El crucigrama de Jacob by A. L. Martin

El crucigrama de Jacob by A. L. Martin

autor:A. L. Martin
La lengua: spa
Format: epub, mobi
Tags: Histórico, Intriga
publicado: 2016-01-01T00:00:00+00:00


41

Bernardino tiraba cosas al suelo allí por donde pasaba. Chillaba a todo el mundo y amenazaba sin sentido a la gente que le miraba. La prisionera había escapado, y todo ello con la ayuda de su hombre de confianza. Era lo más humillante que jamás le había pasado.

—¡Quiero a todos los soldados disponibles! —gritó al jefe de la guardia.
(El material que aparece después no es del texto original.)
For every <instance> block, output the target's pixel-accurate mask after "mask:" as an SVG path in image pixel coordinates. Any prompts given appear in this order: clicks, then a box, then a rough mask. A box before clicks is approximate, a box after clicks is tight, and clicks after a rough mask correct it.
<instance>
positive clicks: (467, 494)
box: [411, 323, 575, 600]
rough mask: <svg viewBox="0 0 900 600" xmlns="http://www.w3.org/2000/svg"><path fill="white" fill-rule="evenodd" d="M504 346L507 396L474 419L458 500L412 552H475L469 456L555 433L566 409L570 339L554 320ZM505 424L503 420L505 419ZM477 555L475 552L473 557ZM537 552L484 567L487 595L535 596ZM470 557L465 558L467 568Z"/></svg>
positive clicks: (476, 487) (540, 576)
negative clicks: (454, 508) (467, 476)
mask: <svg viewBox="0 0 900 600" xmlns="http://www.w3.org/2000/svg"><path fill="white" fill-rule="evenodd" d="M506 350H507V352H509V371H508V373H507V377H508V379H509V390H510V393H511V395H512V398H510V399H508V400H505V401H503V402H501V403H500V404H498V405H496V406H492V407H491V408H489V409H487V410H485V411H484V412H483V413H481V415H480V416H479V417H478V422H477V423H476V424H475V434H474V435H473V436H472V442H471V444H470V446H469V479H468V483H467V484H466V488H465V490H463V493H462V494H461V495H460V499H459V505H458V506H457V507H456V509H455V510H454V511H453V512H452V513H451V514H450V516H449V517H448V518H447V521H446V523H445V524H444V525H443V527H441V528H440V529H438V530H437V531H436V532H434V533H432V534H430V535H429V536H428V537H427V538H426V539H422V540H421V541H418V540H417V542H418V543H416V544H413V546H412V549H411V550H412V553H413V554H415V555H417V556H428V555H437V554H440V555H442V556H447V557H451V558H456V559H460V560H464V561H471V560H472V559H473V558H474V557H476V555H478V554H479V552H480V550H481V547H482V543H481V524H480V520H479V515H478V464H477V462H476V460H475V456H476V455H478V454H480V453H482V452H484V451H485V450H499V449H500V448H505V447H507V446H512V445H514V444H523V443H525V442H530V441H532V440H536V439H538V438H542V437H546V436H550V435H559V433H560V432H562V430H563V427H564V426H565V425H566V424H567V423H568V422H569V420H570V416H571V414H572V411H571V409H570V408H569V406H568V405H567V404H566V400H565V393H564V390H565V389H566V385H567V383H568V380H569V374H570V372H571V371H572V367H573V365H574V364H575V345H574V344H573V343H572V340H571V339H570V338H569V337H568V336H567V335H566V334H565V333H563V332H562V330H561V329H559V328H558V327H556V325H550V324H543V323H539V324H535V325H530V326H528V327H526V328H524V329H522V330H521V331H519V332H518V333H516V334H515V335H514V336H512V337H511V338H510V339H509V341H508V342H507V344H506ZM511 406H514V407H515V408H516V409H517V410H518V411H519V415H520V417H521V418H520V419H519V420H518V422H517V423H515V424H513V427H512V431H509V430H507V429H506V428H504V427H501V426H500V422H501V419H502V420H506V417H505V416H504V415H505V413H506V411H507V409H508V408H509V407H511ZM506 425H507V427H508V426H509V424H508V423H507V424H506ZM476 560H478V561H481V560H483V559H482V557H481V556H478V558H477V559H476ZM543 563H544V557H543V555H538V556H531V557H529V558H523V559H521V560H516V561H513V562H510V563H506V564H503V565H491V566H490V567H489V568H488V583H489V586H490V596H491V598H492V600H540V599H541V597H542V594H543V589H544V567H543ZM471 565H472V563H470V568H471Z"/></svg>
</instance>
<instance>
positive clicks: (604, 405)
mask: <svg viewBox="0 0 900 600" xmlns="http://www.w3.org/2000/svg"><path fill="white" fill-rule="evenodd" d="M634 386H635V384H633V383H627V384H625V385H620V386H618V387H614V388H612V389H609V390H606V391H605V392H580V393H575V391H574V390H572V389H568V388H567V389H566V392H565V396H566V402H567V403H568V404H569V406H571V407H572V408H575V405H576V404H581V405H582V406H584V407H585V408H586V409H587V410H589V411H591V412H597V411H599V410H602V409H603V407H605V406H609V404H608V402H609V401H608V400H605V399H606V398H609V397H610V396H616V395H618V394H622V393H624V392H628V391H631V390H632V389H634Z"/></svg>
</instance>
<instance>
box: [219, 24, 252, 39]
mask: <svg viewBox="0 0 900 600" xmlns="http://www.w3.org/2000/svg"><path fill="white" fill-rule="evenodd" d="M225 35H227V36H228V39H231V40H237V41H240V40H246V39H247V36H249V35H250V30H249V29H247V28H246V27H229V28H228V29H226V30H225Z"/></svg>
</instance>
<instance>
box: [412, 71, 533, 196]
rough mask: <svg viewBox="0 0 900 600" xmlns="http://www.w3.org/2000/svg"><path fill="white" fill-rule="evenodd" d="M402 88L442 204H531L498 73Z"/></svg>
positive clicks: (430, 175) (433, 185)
Tan solo le sacaban unas horas de ventaja. Daría con ellos. Golpeó repetidamente una mesa de madera maciza con la palma de la mano abierta. Su madre, Juana, le observaba con desprecio. Desde que había pasado la adolescencia no lo soportaba. Cada día se parecía más a su padre en todos los aspectos y ahora empezaba a dudar de su cordura con aquel ataque de nervios.

—¡Los mataré! —repetía.

Los vigilantes de la torre entraron como alma que lleva el diablo.

—Señor —se disculparon con una reverencia de la que apenas se incorporaron—. Han venido representantes de la Corona.

Juana se acercó a él emocionada y le agarró de los brazos.

—¡La Corona! —exclamó—. ¡Es por vuestro nombramiento de mañana! Podemos precipitar los preparativos y adelantarlo a esta misma tarde —sugirió.

Bernardino asintió complacido y se dirigió a sus soldados.

—¿Son Isabel y Fernando? —preguntó atónito.

—Han enviado un emisario. Viene acompañado de un regimiento de hombres.

La puerta se abrió repentinamente y el cortesano entró como Pedro por su casa, seguido de dos sirvientes del castillo que aún amagaban detenerlo.

—Disculpad la llegada sin previo aviso —los interrumpió de sopetón. Se quitó los guantes y se paseó por la sala.

—Bienvenido a su casa —se apresuró a decir Juana.

Miró nerviosa a su hijo para que hiciera lo propio.

—No hemos podido enviar a nadie para avisaros de mi llegada que fuera más ágil que mi caballo —añadió con una sonrisilla orgullosa—. Me reconocéis, supongo. Soy Juan de la Hoz, el corregidor. ¿Podemos hablar?

—Por supuesto —respondió la condesa, con un pensamiento suspicaz por el cargo que acababa de mencionar. Un corregidor no pintaba nada en un nombramiento.

Le mostró uno de los sillones frente a la chimenea y gesticuló a Bernardino para que ocupara el de enfrente.

—Gracias —aceptó, ladeando su capa para evitar sentarse sobre ella—. Serán tan solo unos instantes —y dirigió la vista a la condesa. Le pedía cortésmente que se fuera.

Juana se dio media vuelta ofendida como si fuera a llamar a la guardia. Sin embargo, cuando llegó a las puertas, volvió a darles la cara para dedicarles una sonrisa falsa y, al salir, las cerró con delicadeza.

Se quedó al otro lado con la oreja pegada a la puerta.

—¡No es posible! —escuchaba a Bernardino.

El emisario respondió algo. No le entendía. Tenía la voz grave.

—¡Qué es lo que me estáis diciendo! —repetía su hijo.

Bernardino tenía un tono lastimero, como cuando de pequeño se echaba a llorar. Las voces cesaron y Juana se separó de las puertas. El emisario de la corte salió, hizo una reverencia a Juana y abandonó el lugar sin mediar palabra con ella. Portaba unos documentos en la mano. La condesa tuvo un mal presentimiento. Entró en la sala hecha una fiera.